7. Myakka state park
There have been a lot of floods here in Sarasota, which haven't helped our exploration at all. We visited the Myakka State Park the day after a bad rain storm and were told the parks and trails were extremely flooded. Yet, this didn't stop us. We took our pups Penny and Spike with us and got some exercise along the main road. There were so many beautiful trees and birds, that it's definitely worth a trip. Vanessa was desperate to see an alligator, which apparently there are in ABUNDANCE, yet it wasn't until our car ran out of gas (I kid you not) that we spotted our first gator in the marsh by our car. How fun! : |
The park rangers helped us with a gallon of gas and we were on our way. The gator was massive and scared the sh$# out of me, but hey, at least we got a photo.
8. Station 400
You must go to Station 400 for breakfast. YOU MUST. The building itself was over 150 years old and used to be an old train station. There are still many features and decor that bring back the old train feel, especially the worn copper tables throughout. We split the Truffle Eggs Benedict and Coconut Custard Pancakes which were both equally amazing. The truffle didn't overpower and the hollandaise was smooth, never salty. The coconut pancakes were sweet, but not sugary sweet. You could eat them with or without syrup and they'd be equally enjoyable. Everything on the breakfast menu is under $10, so that fit perfectly for us.

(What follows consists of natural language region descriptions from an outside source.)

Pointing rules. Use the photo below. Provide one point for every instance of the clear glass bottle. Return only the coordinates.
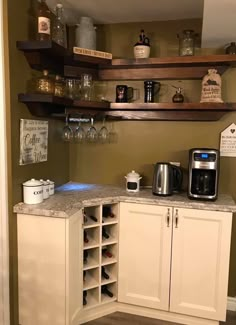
(44, 84)
(44, 21)
(59, 86)
(186, 43)
(59, 27)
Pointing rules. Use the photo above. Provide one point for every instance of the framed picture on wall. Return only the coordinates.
(33, 141)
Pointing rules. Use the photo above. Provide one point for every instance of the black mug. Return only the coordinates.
(151, 88)
(124, 93)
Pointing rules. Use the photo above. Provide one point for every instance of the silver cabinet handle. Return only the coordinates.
(168, 218)
(176, 218)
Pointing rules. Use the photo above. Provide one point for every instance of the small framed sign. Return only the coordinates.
(33, 141)
(228, 141)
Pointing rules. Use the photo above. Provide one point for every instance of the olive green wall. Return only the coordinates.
(140, 144)
(57, 166)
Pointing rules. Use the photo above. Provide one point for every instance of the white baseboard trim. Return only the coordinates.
(231, 303)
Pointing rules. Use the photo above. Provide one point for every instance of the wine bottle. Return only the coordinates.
(107, 212)
(44, 21)
(104, 274)
(86, 240)
(93, 218)
(59, 27)
(85, 258)
(104, 233)
(84, 298)
(106, 253)
(107, 292)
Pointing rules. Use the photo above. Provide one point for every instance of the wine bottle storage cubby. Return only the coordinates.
(91, 278)
(91, 217)
(108, 292)
(91, 297)
(109, 234)
(91, 237)
(109, 254)
(91, 258)
(110, 214)
(109, 273)
(100, 254)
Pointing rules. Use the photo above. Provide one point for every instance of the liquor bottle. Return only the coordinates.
(86, 240)
(59, 27)
(104, 233)
(32, 20)
(107, 292)
(104, 274)
(44, 21)
(93, 218)
(85, 257)
(106, 253)
(107, 212)
(84, 298)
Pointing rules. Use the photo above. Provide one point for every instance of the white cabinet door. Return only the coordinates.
(144, 255)
(200, 262)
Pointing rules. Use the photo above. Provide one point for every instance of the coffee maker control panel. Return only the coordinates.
(204, 156)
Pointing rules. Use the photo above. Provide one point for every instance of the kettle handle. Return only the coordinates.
(178, 179)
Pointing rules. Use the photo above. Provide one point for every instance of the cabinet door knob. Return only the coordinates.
(168, 218)
(176, 218)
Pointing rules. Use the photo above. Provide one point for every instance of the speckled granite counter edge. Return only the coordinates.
(22, 208)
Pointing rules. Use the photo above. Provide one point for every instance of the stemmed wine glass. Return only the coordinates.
(103, 134)
(67, 132)
(80, 134)
(92, 134)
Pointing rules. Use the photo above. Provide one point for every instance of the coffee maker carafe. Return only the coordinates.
(203, 173)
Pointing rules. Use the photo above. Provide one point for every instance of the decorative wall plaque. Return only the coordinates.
(33, 141)
(211, 87)
(228, 141)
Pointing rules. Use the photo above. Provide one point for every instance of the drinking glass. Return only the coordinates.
(80, 134)
(67, 132)
(70, 88)
(92, 134)
(103, 134)
(86, 86)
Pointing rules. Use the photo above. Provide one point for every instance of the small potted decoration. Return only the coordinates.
(142, 47)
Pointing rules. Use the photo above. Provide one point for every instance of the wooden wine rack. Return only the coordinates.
(95, 260)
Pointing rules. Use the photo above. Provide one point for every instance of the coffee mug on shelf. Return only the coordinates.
(125, 94)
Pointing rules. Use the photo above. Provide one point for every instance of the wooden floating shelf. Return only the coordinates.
(46, 105)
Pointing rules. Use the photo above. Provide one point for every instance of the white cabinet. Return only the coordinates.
(49, 269)
(182, 267)
(144, 255)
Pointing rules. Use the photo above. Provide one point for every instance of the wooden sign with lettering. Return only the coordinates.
(228, 141)
(33, 141)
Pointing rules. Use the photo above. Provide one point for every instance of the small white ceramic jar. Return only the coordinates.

9. sarasota national CEMETERY
Down the street from Myakka is the Sarasota National Cemetery, a sprawling memorial dedicated to the men and women who served our country. It's free to peruse and we recommend taking a gander and paying your respects to the souls who fought for our freedoms. It just so happens my grandparents Fred and Carol Botha both share a stone here, and I visit as often as I can to send them light and love and give thanks for all they've done for me.
10. Maharaja Indian
We went for the lunch buffet after a chance encounter after the $2 theater. Thank goodness for Maharaja. They really brought the flavor and food we were looking for all along. Their lunch buffet is of very good size and has some amazing dishes beyond just the regulars you would find.

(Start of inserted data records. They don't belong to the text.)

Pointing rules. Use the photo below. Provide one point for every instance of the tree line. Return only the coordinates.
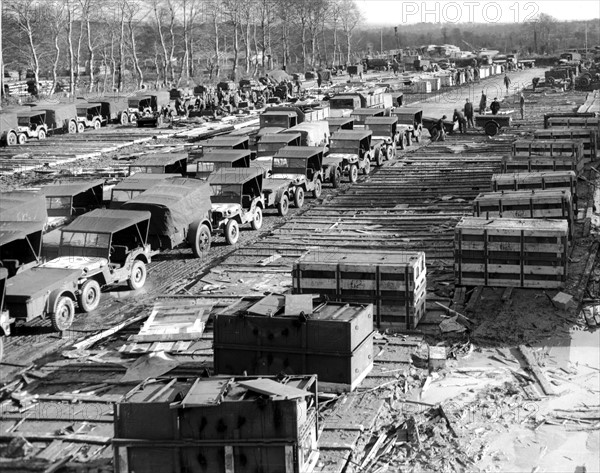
(117, 44)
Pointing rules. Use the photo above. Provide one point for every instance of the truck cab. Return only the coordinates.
(31, 124)
(237, 199)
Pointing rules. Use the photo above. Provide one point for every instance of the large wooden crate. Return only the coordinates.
(506, 252)
(394, 282)
(218, 425)
(552, 204)
(333, 341)
(588, 136)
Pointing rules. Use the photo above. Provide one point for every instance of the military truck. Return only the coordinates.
(98, 249)
(181, 214)
(237, 199)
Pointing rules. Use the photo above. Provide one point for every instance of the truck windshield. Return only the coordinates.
(58, 202)
(85, 240)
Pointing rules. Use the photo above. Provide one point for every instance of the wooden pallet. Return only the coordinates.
(511, 252)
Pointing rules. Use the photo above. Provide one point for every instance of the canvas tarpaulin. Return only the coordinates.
(21, 206)
(173, 205)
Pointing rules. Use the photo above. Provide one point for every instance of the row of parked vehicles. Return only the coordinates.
(36, 121)
(176, 200)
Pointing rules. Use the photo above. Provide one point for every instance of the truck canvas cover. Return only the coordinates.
(57, 115)
(19, 206)
(174, 205)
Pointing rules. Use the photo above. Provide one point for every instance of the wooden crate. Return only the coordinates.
(394, 282)
(553, 204)
(218, 425)
(588, 136)
(506, 252)
(522, 164)
(333, 340)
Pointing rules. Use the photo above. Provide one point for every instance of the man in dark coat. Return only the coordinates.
(469, 114)
(495, 106)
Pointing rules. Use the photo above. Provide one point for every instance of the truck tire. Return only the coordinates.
(64, 313)
(199, 239)
(283, 207)
(299, 197)
(90, 295)
(11, 139)
(353, 173)
(257, 221)
(137, 277)
(232, 232)
(336, 177)
(318, 189)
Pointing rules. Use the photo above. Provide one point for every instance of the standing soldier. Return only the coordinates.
(482, 103)
(469, 114)
(506, 82)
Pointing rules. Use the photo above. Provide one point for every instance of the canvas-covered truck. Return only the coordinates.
(60, 117)
(349, 152)
(410, 122)
(296, 170)
(386, 137)
(181, 214)
(219, 159)
(237, 199)
(32, 124)
(23, 218)
(132, 186)
(98, 249)
(89, 115)
(5, 320)
(160, 163)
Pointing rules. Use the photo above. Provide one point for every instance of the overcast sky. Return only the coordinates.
(396, 12)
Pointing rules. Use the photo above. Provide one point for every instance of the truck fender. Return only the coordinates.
(54, 295)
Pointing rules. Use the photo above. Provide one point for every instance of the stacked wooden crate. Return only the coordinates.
(554, 204)
(394, 282)
(289, 334)
(537, 181)
(218, 425)
(544, 155)
(507, 252)
(588, 136)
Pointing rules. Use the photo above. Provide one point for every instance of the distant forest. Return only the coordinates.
(103, 45)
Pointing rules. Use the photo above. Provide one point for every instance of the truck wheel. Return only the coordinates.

The owner was such a pleasure to speak with and really cared what we thought of the food. I would definitely come back for another lunch (addendum: as of 8/29 we went back again), especially because it's such incredible food for $9.99. The only thing I wish they had was palak paneer because it's my absolute favorite, but that only means I'll have to go back for dinner to order it off the menu! P.S. The tamarind chutney was the best I have ever tasted.

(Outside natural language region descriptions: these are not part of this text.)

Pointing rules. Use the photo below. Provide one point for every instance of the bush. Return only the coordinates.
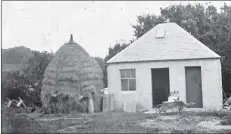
(63, 103)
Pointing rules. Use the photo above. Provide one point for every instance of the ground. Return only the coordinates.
(117, 122)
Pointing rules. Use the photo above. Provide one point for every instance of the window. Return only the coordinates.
(160, 33)
(128, 79)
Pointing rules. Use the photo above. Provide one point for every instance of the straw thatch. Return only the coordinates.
(68, 73)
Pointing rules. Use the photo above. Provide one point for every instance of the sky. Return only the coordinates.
(95, 25)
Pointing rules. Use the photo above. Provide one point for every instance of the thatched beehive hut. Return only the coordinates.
(68, 73)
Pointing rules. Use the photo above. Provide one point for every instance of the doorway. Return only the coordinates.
(160, 85)
(193, 86)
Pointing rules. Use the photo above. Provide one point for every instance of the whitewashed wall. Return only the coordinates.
(210, 74)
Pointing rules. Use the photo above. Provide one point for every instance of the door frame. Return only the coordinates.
(201, 83)
(152, 81)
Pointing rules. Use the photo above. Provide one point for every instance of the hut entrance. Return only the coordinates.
(193, 86)
(160, 85)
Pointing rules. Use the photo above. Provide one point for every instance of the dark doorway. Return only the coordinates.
(193, 86)
(160, 85)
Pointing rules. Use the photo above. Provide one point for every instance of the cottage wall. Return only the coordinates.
(142, 97)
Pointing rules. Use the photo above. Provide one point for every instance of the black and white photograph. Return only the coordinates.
(115, 66)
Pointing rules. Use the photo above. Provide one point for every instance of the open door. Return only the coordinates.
(160, 85)
(193, 86)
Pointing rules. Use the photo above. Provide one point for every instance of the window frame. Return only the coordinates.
(128, 78)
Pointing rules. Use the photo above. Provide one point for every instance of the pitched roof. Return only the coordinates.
(176, 44)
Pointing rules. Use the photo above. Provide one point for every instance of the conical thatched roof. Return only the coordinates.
(70, 71)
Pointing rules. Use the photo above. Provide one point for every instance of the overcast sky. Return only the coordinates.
(45, 26)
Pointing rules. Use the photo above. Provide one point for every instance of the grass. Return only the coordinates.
(113, 122)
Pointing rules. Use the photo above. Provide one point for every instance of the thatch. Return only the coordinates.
(69, 72)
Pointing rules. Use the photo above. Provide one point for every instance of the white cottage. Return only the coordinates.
(165, 59)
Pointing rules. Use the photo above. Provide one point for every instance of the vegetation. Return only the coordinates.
(26, 82)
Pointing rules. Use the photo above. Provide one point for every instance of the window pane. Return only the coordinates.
(133, 73)
(127, 73)
(124, 84)
(132, 84)
(122, 73)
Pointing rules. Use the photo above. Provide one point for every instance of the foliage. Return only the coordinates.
(15, 55)
(26, 83)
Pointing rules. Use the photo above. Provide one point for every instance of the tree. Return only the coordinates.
(27, 82)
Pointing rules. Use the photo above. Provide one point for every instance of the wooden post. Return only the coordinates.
(90, 103)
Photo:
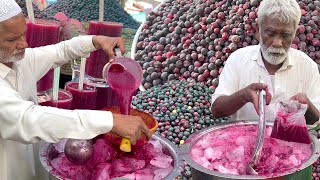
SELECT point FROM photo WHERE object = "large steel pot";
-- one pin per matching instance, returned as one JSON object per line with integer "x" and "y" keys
{"x": 201, "y": 173}
{"x": 168, "y": 148}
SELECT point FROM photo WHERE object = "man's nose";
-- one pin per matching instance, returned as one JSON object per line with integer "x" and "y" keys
{"x": 277, "y": 42}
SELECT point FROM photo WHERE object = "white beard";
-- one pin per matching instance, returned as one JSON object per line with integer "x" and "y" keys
{"x": 272, "y": 55}
{"x": 10, "y": 59}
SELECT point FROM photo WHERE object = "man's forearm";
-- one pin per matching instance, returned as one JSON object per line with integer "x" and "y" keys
{"x": 312, "y": 114}
{"x": 227, "y": 105}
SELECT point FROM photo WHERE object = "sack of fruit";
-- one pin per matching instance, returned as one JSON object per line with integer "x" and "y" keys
{"x": 70, "y": 27}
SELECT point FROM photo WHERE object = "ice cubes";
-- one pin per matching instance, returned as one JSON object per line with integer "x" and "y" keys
{"x": 162, "y": 173}
{"x": 60, "y": 145}
{"x": 237, "y": 154}
{"x": 161, "y": 161}
{"x": 102, "y": 172}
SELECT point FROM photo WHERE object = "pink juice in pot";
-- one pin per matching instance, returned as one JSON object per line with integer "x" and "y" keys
{"x": 64, "y": 100}
{"x": 229, "y": 151}
{"x": 85, "y": 99}
{"x": 42, "y": 33}
{"x": 289, "y": 132}
{"x": 147, "y": 162}
{"x": 99, "y": 58}
{"x": 123, "y": 83}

Bonus: WOnderland Hookah lounge
On the way home one night, we decided to try out Wonderland Hookah which stays open until 12am most nights if not later. It wasn't packed on a Monday which was nice and the owner was extremely helpful. For $15.99 per person you get your own beautiful 3ft hookah with a flavor of your choice and a beverage. We said yes, albeit not really in our price range. Overall it was a nice experience. We sat on torn couches and lazily smoked our Blueberry Muffin and Strawberry Daiquiri hookahs. We were served freshly brewed Moroccan tea, and had the privacy of sheer white curtains to separate us from everyone else. The lighting was a bit odd, blacklights and strobe lights that danced around. We probably would've been happy splitting a hookah for $15.99, but I'm not sure they offer that as an option. Will go back when they do, because two giant hookahs were more than we needed.
There are other amazingly unique places in Sarasota that we had the pleasure of visiting, but these were what we wanted to include. Sarasota is a very family-friendly place with powdery white beaches and beautiful sunsets. We recommend stopping at Bird Key in particular to get a good sunset in. If you have any other places you'd like us to check out, let us know!